This math blog has begun a series of articles on cryptography. While that blog had some good articles on mathematics, it was pretty clear the cryptography series would have some issues. Whenever I read articles about engineers picking up cryptography, warning sirens go off in my head.
When the first article on block ciphers stated incorrectly that the DES initial/final permutations were to prevent brute force attacks, I posted a correction. I also noted that if he’s going to write about how to do cryptography, it would be good to provide a disclaimer.
I like your blog overall, but this series on crypto is a bit dangerous for amateurs. The devil is in the details, and it’s very easy to make a critical mistake.

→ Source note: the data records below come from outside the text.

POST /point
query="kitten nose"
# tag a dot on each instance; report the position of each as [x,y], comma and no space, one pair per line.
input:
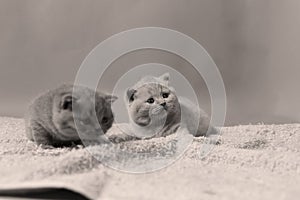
[163,104]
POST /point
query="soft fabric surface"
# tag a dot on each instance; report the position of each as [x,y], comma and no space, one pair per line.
[248,162]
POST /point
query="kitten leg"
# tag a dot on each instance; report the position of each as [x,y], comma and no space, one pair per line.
[40,135]
[122,138]
[125,134]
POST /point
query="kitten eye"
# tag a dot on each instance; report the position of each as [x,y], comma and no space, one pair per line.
[165,95]
[67,104]
[150,100]
[104,120]
[131,98]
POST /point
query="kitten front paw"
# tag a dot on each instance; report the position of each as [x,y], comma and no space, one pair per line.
[122,138]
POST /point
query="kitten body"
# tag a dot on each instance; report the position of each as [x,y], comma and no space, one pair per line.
[50,117]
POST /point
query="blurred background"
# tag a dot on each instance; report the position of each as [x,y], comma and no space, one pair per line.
[254,43]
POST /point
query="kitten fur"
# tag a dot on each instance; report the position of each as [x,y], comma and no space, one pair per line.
[50,117]
[162,97]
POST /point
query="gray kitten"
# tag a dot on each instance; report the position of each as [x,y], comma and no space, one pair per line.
[155,111]
[50,117]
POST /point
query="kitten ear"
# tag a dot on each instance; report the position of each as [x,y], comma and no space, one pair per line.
[130,94]
[165,77]
[110,98]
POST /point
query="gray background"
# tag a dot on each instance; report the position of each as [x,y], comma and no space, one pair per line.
[255,44]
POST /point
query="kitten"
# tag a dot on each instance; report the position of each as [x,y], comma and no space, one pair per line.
[50,118]
[155,111]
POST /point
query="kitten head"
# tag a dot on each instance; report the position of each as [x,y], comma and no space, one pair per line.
[151,100]
[76,107]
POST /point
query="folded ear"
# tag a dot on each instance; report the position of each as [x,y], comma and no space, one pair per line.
[110,98]
[66,102]
[165,77]
[130,94]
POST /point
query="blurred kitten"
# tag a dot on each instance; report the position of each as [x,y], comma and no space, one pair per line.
[50,118]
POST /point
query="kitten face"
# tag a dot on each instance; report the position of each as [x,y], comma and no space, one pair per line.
[79,105]
[152,101]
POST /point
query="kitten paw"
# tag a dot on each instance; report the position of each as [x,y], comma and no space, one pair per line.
[122,138]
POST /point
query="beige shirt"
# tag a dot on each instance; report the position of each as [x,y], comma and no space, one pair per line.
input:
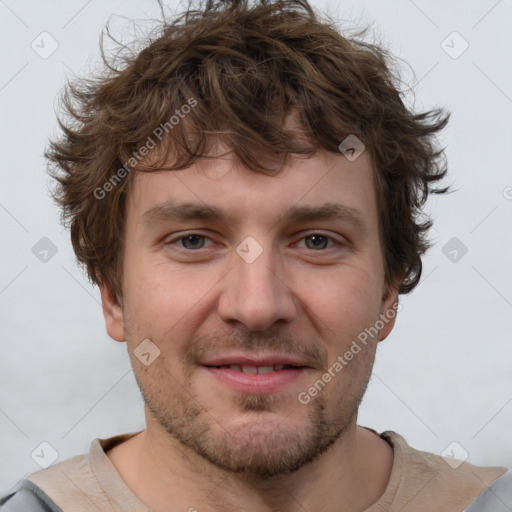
[419,482]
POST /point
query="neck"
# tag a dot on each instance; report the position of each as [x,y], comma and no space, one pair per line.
[161,471]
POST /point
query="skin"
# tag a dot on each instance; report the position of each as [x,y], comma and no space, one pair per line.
[207,446]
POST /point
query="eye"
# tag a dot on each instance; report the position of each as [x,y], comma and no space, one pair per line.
[318,241]
[192,241]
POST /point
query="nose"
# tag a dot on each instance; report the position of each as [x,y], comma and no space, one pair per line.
[255,293]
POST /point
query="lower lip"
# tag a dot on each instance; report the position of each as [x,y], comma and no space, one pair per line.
[256,383]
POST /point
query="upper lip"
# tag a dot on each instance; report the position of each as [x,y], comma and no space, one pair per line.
[254,360]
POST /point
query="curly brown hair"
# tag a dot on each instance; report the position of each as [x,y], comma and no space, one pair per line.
[243,68]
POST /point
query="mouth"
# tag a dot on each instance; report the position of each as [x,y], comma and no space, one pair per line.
[265,375]
[251,369]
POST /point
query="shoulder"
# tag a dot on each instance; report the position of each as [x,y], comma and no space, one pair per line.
[446,481]
[50,489]
[28,497]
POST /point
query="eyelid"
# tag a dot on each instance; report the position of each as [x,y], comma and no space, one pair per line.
[303,235]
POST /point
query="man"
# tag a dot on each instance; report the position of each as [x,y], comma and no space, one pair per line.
[245,193]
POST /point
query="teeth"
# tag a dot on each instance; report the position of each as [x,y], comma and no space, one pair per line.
[265,369]
[254,369]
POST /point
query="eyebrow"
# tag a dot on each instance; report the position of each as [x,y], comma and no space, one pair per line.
[187,211]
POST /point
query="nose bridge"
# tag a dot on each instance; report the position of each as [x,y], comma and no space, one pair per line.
[254,293]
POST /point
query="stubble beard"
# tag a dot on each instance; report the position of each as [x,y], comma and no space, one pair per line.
[249,448]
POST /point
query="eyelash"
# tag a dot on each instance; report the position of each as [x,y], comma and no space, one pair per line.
[182,237]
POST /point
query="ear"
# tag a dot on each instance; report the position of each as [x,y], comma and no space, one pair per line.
[113,314]
[388,312]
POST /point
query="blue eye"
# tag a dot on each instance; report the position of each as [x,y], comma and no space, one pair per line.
[318,241]
[196,241]
[193,239]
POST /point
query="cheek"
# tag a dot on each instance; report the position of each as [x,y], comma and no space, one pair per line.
[163,300]
[345,301]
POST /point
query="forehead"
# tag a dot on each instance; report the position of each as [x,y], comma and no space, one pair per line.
[221,188]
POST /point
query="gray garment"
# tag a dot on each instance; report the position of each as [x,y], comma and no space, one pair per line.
[496,498]
[28,497]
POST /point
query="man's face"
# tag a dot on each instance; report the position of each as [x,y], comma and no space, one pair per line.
[258,284]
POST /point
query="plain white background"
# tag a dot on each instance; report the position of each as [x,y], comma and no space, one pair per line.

So while it’s good to give people an intro, I suggest a big warning letting them know that there are some dangerous assumptions lurking below the surface, and that they should always use well-reviewed implementations and protocols (i.e. SSL) rather than rolling their own for pure ego reasons.
The next article on modes of operation for block ciphers had a completely incorrect description of counter mode. John Kelsey pointed out other issues with this article. I again requested that Mark use this as a good example how it is hard to get crypto right.
I am not picking on Mark. He’s a smart person. However, it’s important that we pay attention to how hard it is to get cryptography right. I write about crypto here as well, often getting friends to review articles to be sure there aren’t issues with my description. I hope my articles have never given the idea that crypto is easy. When someone focuses on the primitives, like block ciphers, even a correct description can give the reader the false impression that using block ciphers is straightforward. The book Applied Cryptography, with its nice but simple descriptions, created a generation of engineers with this misconception.
The articles and comments on them are vaguely reminiscent of the “rainbow tables” fiasco. Even a well-written, detailed description of password hashing with a big disclaimer attached still resulted in dozens of engineers proposing flawed solutions of their own. When will we learn?